33      Par ses observations écrites, la Commission européenne invite la Cour à se prononcer sur la question de savoir si, dans le cadre d’une procédure tendant à la délivrance d’un certificat au titre de l’article 53 du règlement n° 1215/2012, une juridiction agit dans l’exercice d’une activité juridictionnelle, au sens de l’article 267 TFUE.

34      À cet égard, il ressort d’une jurisprudence constante de la Cour que si l’article 267 TFUE ne subordonne pas la saisine de la Cour au caractère contradictoire de la procédure au cours de laquelle le juge national formule une question préjudicielle, les juridictions nationales ne sont habilitées à saisir la Cour que si un litige est pendant devant elles et si elles sont appelées à statuer dans le cadre d’une procédure destinée à aboutir à une décision de caractère juridictionnel (arrêt du 16 juin 2016, Pebros Servizi, C‑511/14, EU:C:2016:448, point 24 et jurisprudence citée).

35      La Cour a également jugé que les termes « rendre son jugement », au sens de l’article 267, paragraphe 2, TFUE, englobent l’ensemble de la procédure menant au jugement de la juridiction de renvoi et doivent, dès lors, faire l’objet d’une interprétation large, afin d’éviter que nombre de questions procédurales soient considérées comme irrecevables et ne puissent faire l’objet d’une interprétation par la Cour et que cette dernière ne puisse connaître de l’interprétation de toutes dispositions du droit de l’Union que la juridiction de renvoi est tenue d’appliquer (voir, en ce sens, arrêt du 16 juin 2016, Pebros Servizi, C‑511/14, EU:C:2016:448, point 28 et jurisprudence citée).

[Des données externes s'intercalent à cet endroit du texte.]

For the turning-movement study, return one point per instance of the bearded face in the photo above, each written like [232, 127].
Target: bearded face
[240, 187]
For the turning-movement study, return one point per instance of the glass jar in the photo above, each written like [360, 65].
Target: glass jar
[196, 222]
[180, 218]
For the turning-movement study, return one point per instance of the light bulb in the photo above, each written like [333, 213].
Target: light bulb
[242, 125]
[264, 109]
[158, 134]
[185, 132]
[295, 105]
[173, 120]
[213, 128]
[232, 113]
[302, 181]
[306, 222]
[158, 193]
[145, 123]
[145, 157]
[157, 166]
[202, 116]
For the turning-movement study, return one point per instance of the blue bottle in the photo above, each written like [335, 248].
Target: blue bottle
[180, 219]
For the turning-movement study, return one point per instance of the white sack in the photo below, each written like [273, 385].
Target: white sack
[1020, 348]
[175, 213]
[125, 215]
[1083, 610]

36      Le système établi par le règlement n° 1215/2012 repose sur la suppression de l’exequatur, ce qui implique qu’aucun contrôle n’est exercé par le juge compétent de l’État membre requis, seule la personne contre laquelle l’exécution est formée pouvant s’opposer à la reconnaissance ou à l’exécution de la décision la concernant. Il ressort des dispositions combinées des articles 37 et 42 de ce règlement qu’aux fins de la reconnaissance et de l’exécution dans un État membre d’une décision rendue dans un autre État membre, le demandeur doit produire uniquement une copie de la décision concernée assortie du certificat délivré, conformément à l’article 53 dudit règlement, par la juridiction d’origine. Ce certificat est notifié ou signifié, avant toute exécution, à la personne contre laquelle cette exécution est demandée, conformément à l’article 43, paragraphe 1, du même règlement.

37      Ainsi que l’a relevé M. l’avocat général au point 44 de ses conclusions, le certificat constitue le fondement de la mise en œuvre du principe d’exécution directe des décisions rendues dans les États membres.

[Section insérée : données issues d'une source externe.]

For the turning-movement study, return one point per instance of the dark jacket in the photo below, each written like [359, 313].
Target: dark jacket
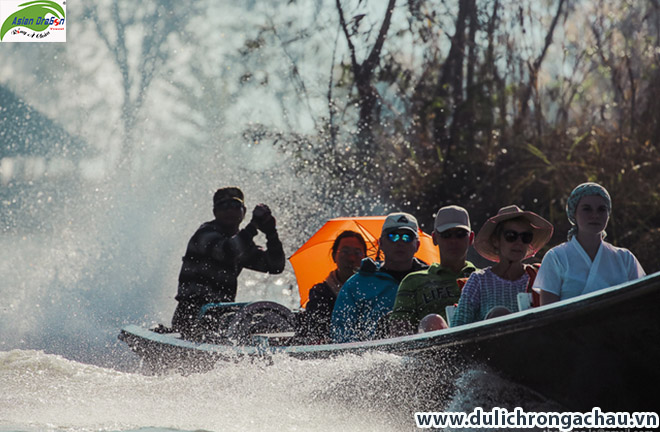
[214, 259]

38      Les fonctions ainsi remplies par ledit certificat dans le système du règlement n° 1215/2012 justifient, notamment dans une situation, telle que celle en cause au principal, où la juridiction ayant rendu la décision à exécuter ne s’est pas prononcée, au stade du jugement, sur l’applicabilité du règlement n° 1215/2012, que cette juridiction doit, au stade de la délivrance dudit certificat, vérifier si le litige relève du champ d’application de ce règlement.

39      Dans un tel cas de figure, ainsi que M. l’avocat général l’a relevé en substance au point 52 de ses conclusions, en vérifiant si elle est compétente pour délivrer le certificat au titre de l’article 53 du règlement n° 1215/2012, ladite juridiction s’inscrit dans la continuité de la procédure judiciaire antérieure, en assurant la pleine efficacité de celle-ci, dans la mesure où, en l’absence de certification, une décision n’est pas apte à circuler librement dans l’espace judiciaire européen. Une telle conclusion répond à la nécessité d’assurer l’exécution rapide des décisions judiciaires tout en préservant la sécurité juridique sur laquelle repose la confiance réciproque dans l’administration de la justice au sein de l’Union.

40      Par ailleurs, dans la logique du règlement n° 1215/2012, la délivrance du certificat est confiée à la juridiction qui connaît le mieux le litige et qui, quant au fond, est la plus à même de confirmer que la décision est exécutoire. Ainsi, en délivrant un tel certificat, la juridiction d’origine confirme implicitement que le jugement par défaut qui doit être reconnu et exécuté dans un autre État membre relève du champ d’application de ce règlement, étant donné que la délivrance du certificat au titre de l’article 53 dudit règlement n’est possible que sous cette condition.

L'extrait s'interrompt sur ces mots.